Finding Ways To Say Yes

Date: September 14, 2020 l Author: Holly Fregin, MS

One great way that parents can build trust and relationship with their kids is by finding more ways to say “yes.” For me, it feels like most days the answer to any question my child asks me is “no.” I might not even stop to think about what is being asked – it’s just easier or more convenient for me to say no in that moment. Can you relate?

Imagine if next time this scenario happened to you and me, we paused for a moment before responding. Is there is a way to say yes to what our child is requesting?

My daughter loves to help me cook in the kitchen. Oftentimes, I find myself saying no because I’m in a hurry and it creates more of a mess to clean up after— but what if the next time she asks me to help me cook dinner, I stop and see this moment as an opportunity to connect with her and build trust?

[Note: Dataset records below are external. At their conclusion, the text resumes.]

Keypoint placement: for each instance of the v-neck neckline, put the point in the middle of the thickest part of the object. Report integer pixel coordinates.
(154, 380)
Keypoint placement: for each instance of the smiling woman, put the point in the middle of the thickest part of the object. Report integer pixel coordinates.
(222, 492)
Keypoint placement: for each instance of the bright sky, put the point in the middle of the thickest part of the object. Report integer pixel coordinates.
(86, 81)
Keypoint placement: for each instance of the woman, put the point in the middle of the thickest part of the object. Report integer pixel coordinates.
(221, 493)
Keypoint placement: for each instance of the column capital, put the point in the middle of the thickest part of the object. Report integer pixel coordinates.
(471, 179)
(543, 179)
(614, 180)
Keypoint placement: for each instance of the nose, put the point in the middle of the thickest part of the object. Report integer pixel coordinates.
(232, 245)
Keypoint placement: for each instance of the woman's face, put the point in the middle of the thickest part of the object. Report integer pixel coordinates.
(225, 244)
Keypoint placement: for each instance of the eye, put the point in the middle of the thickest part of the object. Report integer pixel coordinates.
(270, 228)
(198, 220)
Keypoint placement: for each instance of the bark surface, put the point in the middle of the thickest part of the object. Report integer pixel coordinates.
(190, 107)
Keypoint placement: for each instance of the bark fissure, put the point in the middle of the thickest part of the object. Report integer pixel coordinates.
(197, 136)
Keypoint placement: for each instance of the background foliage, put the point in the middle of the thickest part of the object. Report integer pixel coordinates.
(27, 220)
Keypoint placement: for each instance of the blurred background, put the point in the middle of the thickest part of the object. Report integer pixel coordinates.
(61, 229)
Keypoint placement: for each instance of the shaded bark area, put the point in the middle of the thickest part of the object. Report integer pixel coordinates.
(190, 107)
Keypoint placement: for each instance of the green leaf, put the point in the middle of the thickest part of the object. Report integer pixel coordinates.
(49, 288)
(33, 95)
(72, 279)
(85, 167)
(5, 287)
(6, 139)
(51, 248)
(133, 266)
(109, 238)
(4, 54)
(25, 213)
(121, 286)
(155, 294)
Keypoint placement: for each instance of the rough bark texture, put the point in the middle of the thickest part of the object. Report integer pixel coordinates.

By looking for a way to say “yes” before saying “no,” my daughter feels heard, valued and loved. Though it may take a bit longer for me to clean up afterwards, through cooking we have a chance to strengthen our relationship.

I know what you’re thinking— “But what if I say yes all the time, won’t that make accepting a no so much harder for my kids?” Studies have actually found that saying yes more often (when it’s a healthy and safe option to do so) strengthens your relationship with your kids so that when you have to say no, they can better trust you and accept that answer.

Of course, there are times when saying yes may not be an option and may not be in your child’s best interest. Limit setting is important to keep our kids healthy and safe. To avoid their disappointment ahead of time, try explaining to them– “I want to say yes as much as I can because it brings me so much joy and I will always look for ways to do that, but when I need to say no, I need you to trust me and accept that no.”

Application Activity: Create a “Yes” Basket

A “Yes” basket is a tool you can use to communicate care and safety to your kids. Since food can be a trigger for kids that have experienced trauma, fill a basket up with healthy snacks available whenever they need them. When they ask for a snack from the basket, make sure your answer is always “yes.”

This helps support connection and trust with you, and also helps them practice using their words to get their needs met.

If limits are needed (i.e. it’s the third time they’ve asked, it’s right before dinner or right at bedtime, etc.) here’s how to set them:
- Start by switching your “no” with a “yes”
- Set a limit
- Give an alternative

For example, you can say to your child, “Yes, you can have that snack. We’re about to eat dinner so you can put it in your pocket or on the table next to you and as soon as dinner is done, you may eat it.”

Bonus: You can even take this basket a step further and add additional items to it such as activities you can do together. Have each family member write an activity they’d like to do on a small piece of paper, add it to the basket and take turns drawing one out every weekend!